Vendredi 24 Novembre 2017

Après la démission du proviseur du lycée de Moroni : A la recherche de l’oiseau rare

Après la démission du proviseur du lycée de Moroni : A la recherche de l’oiseau rare
(Al-Watwan 15/03/17)

Le secrétaire général du commissariat à l’Education de Ngazidja, Ibrahim Hamadi Sidi, dit regretter ‘‘cet homme intègre qui a su prendre les bonnes décisions pour sauver l’année scolaire passée quand tout semblait perdu. Nous ne voyons pas d’un bon œil son départ, mais c’est son choix. Nous avons tout fait pour l’en dissuader, en vain.’’

Le commissariat à l’Education de Ngazidja est à la recherche d’un nouveau proviseur au lycée Saïd Mohamed Cheikh de Moroni après avoir échoué à faire revenir Msa Hadji, démissionnaire, sur sa décision. Ce dernier aurait évoqué des ‘‘raisons familiales et personnelles’’ pour repousser les avances tant du commissariat que du ministère de l’Education nationale. Selon Ibrahima Hamadi Sidi, qui nous a reçus avant-hier dans son bureau, ‘‘nous avons encore une semaine pour trouver son remplaçant’’.

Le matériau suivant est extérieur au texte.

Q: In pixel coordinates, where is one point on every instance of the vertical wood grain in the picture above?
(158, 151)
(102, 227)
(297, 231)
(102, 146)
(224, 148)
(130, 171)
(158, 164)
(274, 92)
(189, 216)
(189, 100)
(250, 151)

Msa Hadji se dit choqué par les accusations portées contre lui par certains ministres de l’Union. «Je suis quelqu’un d’honnête et entendre certains responsables politiques m’accuser de tous les noms est tout simplement inadmissible. Le ministre de l’Intérieur et le vice-président en charge de l’Energie m’ont dénigré dans les radios locales et internationales. Je me devais donc de prendre cette décision et de partir pour défendre ma personnalité», déclarait-il dans notre édition du 2 mars dernier.

Une perte

Aujourd’hui, le commissariat à l’Education de Ngazidja dit regretter «cet homme intègre qui a su prendre les bonnes décisions pour sauver l’année scolaire passée quand tout semblait perdu. Nous ne voyons pas d’un bon œil son départ, mais c’est son choix. Nous avons tout fait pour l’en dissuader, en vain. Nous sommes satisfaits du travail qu’il a effectué au lycée et nous continuons à croire qu’il est l’homme de la situation, car il assure pleinement ses responsabilités», affirme Hamadi Sidi.

Mais où était donc le commissariat quand Msa Hadji affrontait seul les autorités politiques et l’opinion ? A en croire toujours son secrétaire général, il était présent «bien que pas publiquement» car, dit-il, «c’est l’Union qui a pris le dessus sur cette affaire, mais aussi parce qu’au même moment, on devait gérer d’autres situations liées au lycée dont la reprise des cours».

On veut bien le croire, sauf que le commissariat et le gouvernement de Hassani Hamadi dans son ensemble ont brillé par leur silence lors de ces événements tragiques. Ibrahima Hamadi Sidi soutient le contraire. «Nous sommes allés le voir en prison et avons demandé sa libération et je suis convaincu que Msa Hadji ne pourrait pas dire qu’on l’a abandonné».

Trouver en urgence un proviseur

Désormais, Msa Hadji a accordé une semaine aux autorités insulaires pour lui trouver un remplaçant afin de pouvoir partir avec le sentiment «d’avoir rempli sa mission». Nommé en mai 2016, Msa Hadji avait trouvé un lycée en plein chaos et a dû sauver l’année en cours. Onze mois après son arrivée en remplacement d’Aboubakar Ahamada, Msa Hadji semble avoir mis tout le monde d’accord. Elèves, enseignants et donc le commissariat et le ministère de l’Education nationale disent tous le regretter et se plaignent de son départ.